En muchos pueblos, esa es una preocupación real. Cuando comprar o alquilar se vuelve demasiado caro, a los jóvenes locales les resulta más difícil quedarse cerca de su familia, su trabajo o su escuela. El resultado suele ser un cambio lento del vecindario y menos relevo generacional en las zonas más tensionadas.

¿Qué conviene tener en cuenta si buscas vivienda en Mallorca y no quieres depender de una segunda residencia?

Conviene fijarse en si la vivienda está pensada para residencia habitual y en qué tipo de uso permite la zona. También es importante valorar el estado del edificio, porque muchas casas de Mallorca fueron construidas antes de 1980 y pueden necesitar rehabilitación. Si la idea es vivir todo el año, suele ser mejor priorizar barrios y pueblos con servicios estables, no solo zonas muy estacionales.

¿Qué se puede hacer para que pueblos como Fornalutx o Pollença no se vacíen en invierno?

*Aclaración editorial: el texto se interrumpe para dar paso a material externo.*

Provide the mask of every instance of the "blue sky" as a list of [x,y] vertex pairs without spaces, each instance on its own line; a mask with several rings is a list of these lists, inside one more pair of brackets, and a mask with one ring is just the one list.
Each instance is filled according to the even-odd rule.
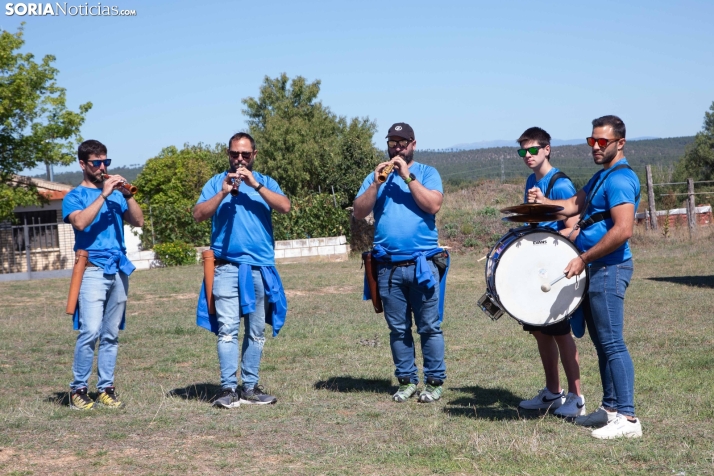
[[[67,2],[85,3],[99,2]],[[282,72],[320,79],[333,112],[376,120],[380,147],[398,121],[432,149],[533,125],[585,137],[604,114],[629,137],[693,135],[714,101],[711,0],[101,3],[137,15],[3,12],[0,27],[24,21],[25,51],[56,56],[68,105],[94,103],[83,137],[114,165],[225,142],[245,129],[241,99]]]

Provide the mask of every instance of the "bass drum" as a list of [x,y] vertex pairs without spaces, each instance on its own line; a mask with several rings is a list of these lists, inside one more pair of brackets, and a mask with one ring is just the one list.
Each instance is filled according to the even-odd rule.
[[561,279],[549,292],[541,286],[561,276],[568,262],[579,255],[570,240],[551,229],[525,226],[510,230],[488,254],[486,295],[479,304],[492,318],[497,318],[495,304],[518,322],[532,326],[567,319],[586,295],[588,268],[578,276]]

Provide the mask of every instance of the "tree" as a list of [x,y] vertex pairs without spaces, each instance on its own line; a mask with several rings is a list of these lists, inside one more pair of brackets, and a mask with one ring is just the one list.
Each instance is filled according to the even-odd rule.
[[265,77],[259,97],[243,99],[250,134],[259,150],[256,170],[278,181],[290,196],[341,192],[352,203],[364,177],[383,160],[372,143],[377,125],[347,120],[317,101],[320,81],[285,73]]
[[682,158],[686,173],[695,180],[714,180],[714,102],[704,112],[702,131],[687,146]]
[[0,32],[0,221],[11,218],[16,206],[43,202],[36,189],[12,184],[12,175],[43,162],[76,160],[79,129],[92,107],[87,102],[79,112],[67,109],[65,89],[55,82],[55,57],[36,63],[31,53],[20,53],[22,35],[22,27]]
[[139,189],[136,200],[147,218],[142,229],[144,249],[151,249],[154,240],[210,244],[211,221],[194,222],[191,209],[208,179],[227,168],[222,144],[213,148],[185,144],[181,150],[170,146],[147,160],[134,182]]

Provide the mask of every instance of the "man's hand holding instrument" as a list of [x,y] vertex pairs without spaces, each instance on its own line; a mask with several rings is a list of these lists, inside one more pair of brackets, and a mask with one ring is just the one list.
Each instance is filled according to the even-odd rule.
[[[134,195],[139,189],[130,184],[121,175],[108,175],[102,173],[99,177],[104,181],[102,195],[108,196],[112,190],[119,190],[124,196]],[[107,191],[106,189],[109,188]]]

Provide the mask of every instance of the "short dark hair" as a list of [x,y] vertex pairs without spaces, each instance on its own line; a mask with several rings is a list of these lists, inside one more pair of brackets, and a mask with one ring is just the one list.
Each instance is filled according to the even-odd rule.
[[86,162],[89,160],[90,155],[95,155],[97,157],[100,155],[107,155],[107,146],[98,140],[85,140],[79,144],[79,148],[77,148],[77,158],[82,162]]
[[231,148],[231,144],[233,143],[234,140],[241,140],[241,139],[248,139],[250,141],[250,146],[253,149],[253,152],[255,152],[255,139],[253,139],[253,136],[248,134],[247,132],[236,132],[231,136],[230,139],[228,139],[228,148]]
[[593,119],[593,129],[596,127],[606,127],[610,126],[612,127],[612,132],[615,134],[615,139],[624,139],[625,138],[625,123],[622,122],[622,119],[620,119],[617,116],[609,115],[609,116],[602,116],[598,117],[597,119]]
[[[544,129],[540,127],[529,127],[521,134],[516,142],[523,144],[524,142],[536,141],[541,147],[550,145],[550,134],[548,134]],[[550,154],[546,156],[550,160]]]

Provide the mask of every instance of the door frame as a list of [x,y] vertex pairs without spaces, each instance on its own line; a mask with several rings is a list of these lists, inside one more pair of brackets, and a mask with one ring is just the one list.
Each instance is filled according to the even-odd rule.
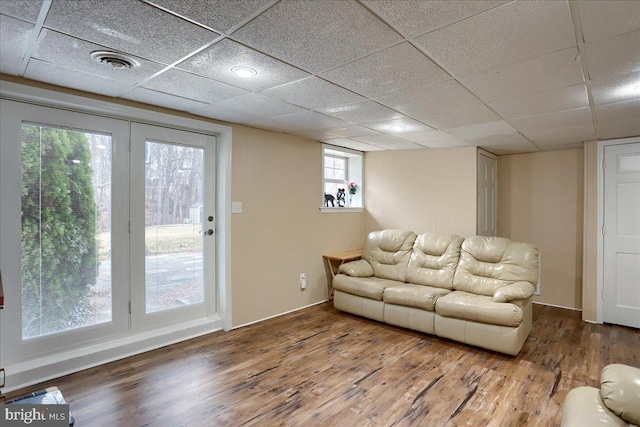
[[596,322],[604,323],[604,235],[602,230],[604,227],[604,148],[609,145],[622,145],[640,142],[640,137],[607,139],[598,141],[598,172],[597,172],[597,241],[596,241]]
[[[130,248],[131,261],[129,274],[131,279],[131,330],[138,331],[148,329],[150,327],[159,327],[167,324],[177,323],[193,318],[202,318],[203,316],[211,316],[213,308],[217,307],[215,293],[215,240],[217,238],[214,233],[212,236],[205,236],[204,228],[211,227],[215,229],[214,222],[209,225],[204,219],[201,223],[203,228],[201,238],[203,238],[203,297],[202,303],[188,305],[184,307],[174,307],[167,310],[161,310],[154,313],[146,312],[146,272],[145,272],[145,256],[143,246],[145,240],[145,220],[144,220],[144,202],[145,200],[145,177],[144,166],[145,161],[145,145],[148,141],[161,144],[169,144],[174,146],[199,148],[203,151],[202,170],[205,176],[202,177],[204,182],[204,212],[203,215],[216,215],[215,213],[215,193],[216,193],[216,177],[215,177],[215,155],[216,155],[216,139],[209,134],[198,132],[186,132],[166,126],[157,126],[142,124],[138,122],[130,122],[130,181],[131,181],[131,201],[130,201]],[[142,167],[141,167],[142,166]],[[209,172],[209,173],[207,173]],[[213,239],[213,241],[211,241]],[[212,257],[212,261],[208,262]]]
[[480,218],[480,156],[484,156],[496,162],[496,194],[493,200],[493,212],[495,215],[495,221],[493,224],[495,227],[495,234],[493,237],[496,237],[498,235],[498,156],[481,148],[478,148],[478,153],[476,155],[476,234],[479,234],[480,231],[478,227],[478,219]]
[[[91,348],[71,349],[64,354],[47,355],[14,366],[4,366],[11,368],[7,369],[6,386],[3,389],[5,392],[215,330],[228,331],[233,326],[231,312],[231,126],[196,116],[187,118],[168,109],[159,112],[134,107],[126,100],[111,102],[98,95],[86,94],[83,96],[70,93],[63,88],[47,87],[29,86],[0,79],[0,98],[129,122],[136,121],[178,130],[206,133],[216,137],[216,307],[214,308],[215,312],[208,313],[206,319],[138,334],[128,334]],[[0,249],[0,260],[2,259],[3,254]],[[6,277],[3,279],[6,288],[9,284],[7,284]],[[10,301],[5,301],[5,303],[9,304]],[[0,364],[3,364],[1,350],[0,343]]]

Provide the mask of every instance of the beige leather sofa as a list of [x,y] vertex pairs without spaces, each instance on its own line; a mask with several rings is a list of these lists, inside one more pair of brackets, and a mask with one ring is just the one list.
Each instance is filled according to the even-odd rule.
[[612,364],[600,373],[600,389],[574,388],[562,407],[562,427],[640,425],[640,369]]
[[516,355],[531,331],[538,250],[499,237],[370,233],[340,266],[334,306],[370,319]]

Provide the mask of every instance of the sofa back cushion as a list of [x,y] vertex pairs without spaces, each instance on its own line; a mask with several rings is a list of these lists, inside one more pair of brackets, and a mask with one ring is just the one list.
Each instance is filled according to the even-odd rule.
[[416,235],[406,230],[382,230],[369,233],[362,259],[373,267],[373,275],[382,279],[405,281],[407,264]]
[[453,289],[453,276],[464,239],[455,234],[424,233],[416,238],[407,267],[407,282]]
[[538,281],[538,249],[503,237],[474,236],[462,243],[453,288],[493,296],[511,283]]

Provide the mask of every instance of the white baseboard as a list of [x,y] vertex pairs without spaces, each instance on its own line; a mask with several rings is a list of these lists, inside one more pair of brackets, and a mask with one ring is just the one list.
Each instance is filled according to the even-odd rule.
[[305,305],[305,306],[302,306],[302,307],[294,308],[293,310],[285,311],[284,313],[274,314],[273,316],[265,317],[265,318],[259,319],[259,320],[254,320],[253,322],[249,322],[249,323],[243,323],[242,325],[234,326],[231,329],[244,328],[245,326],[254,325],[256,323],[264,322],[265,320],[269,320],[269,319],[273,319],[273,318],[276,318],[276,317],[284,316],[285,314],[295,313],[296,311],[304,310],[305,308],[313,307],[314,305],[319,305],[319,304],[325,303],[327,301],[329,301],[329,300],[325,299],[325,300],[322,300],[322,301],[319,301],[319,302],[314,302],[313,304],[309,304],[309,305]]
[[3,392],[18,390],[64,375],[222,330],[219,316],[160,330],[115,338],[98,345],[5,366]]
[[546,302],[533,301],[533,303],[534,304],[539,304],[539,305],[547,305],[549,307],[555,307],[555,308],[564,308],[565,310],[582,311],[581,308],[565,307],[565,306],[562,306],[562,305],[548,304]]

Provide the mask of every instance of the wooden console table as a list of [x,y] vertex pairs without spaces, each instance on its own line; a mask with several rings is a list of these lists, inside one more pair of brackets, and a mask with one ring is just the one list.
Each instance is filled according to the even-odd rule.
[[345,262],[359,260],[361,256],[362,249],[322,255],[322,258],[324,259],[324,267],[327,270],[327,284],[330,300],[333,299],[333,278],[338,274],[340,266]]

Una opción es combinar ayudas a la rehabilitación con condiciones que favorezcan el alquiler de larga duración o la vivienda habitual. También ayudan normas más claras sobre el uso de segundas residencias y programas que mantengan actividad local durante todo el año. No hay una solución única, pero sí medidas que pueden sostener mejor la vida del pueblo.

¿Tiene sentido reformar casas antiguas en Mallorca si muchas compras son extranjeras?

Sí, porque gran parte del parque de viviendas necesita mejoras y no todo pasa por construir más. Rehabilitar puede mejorar la eficiencia energética, la habitabilidad y el uso continuado de casas que llevan años infrautilizadas. En Mallorca, además, puede ser una forma de poner parte del stock existente al servicio de residentes y no solo del mercado de lujo.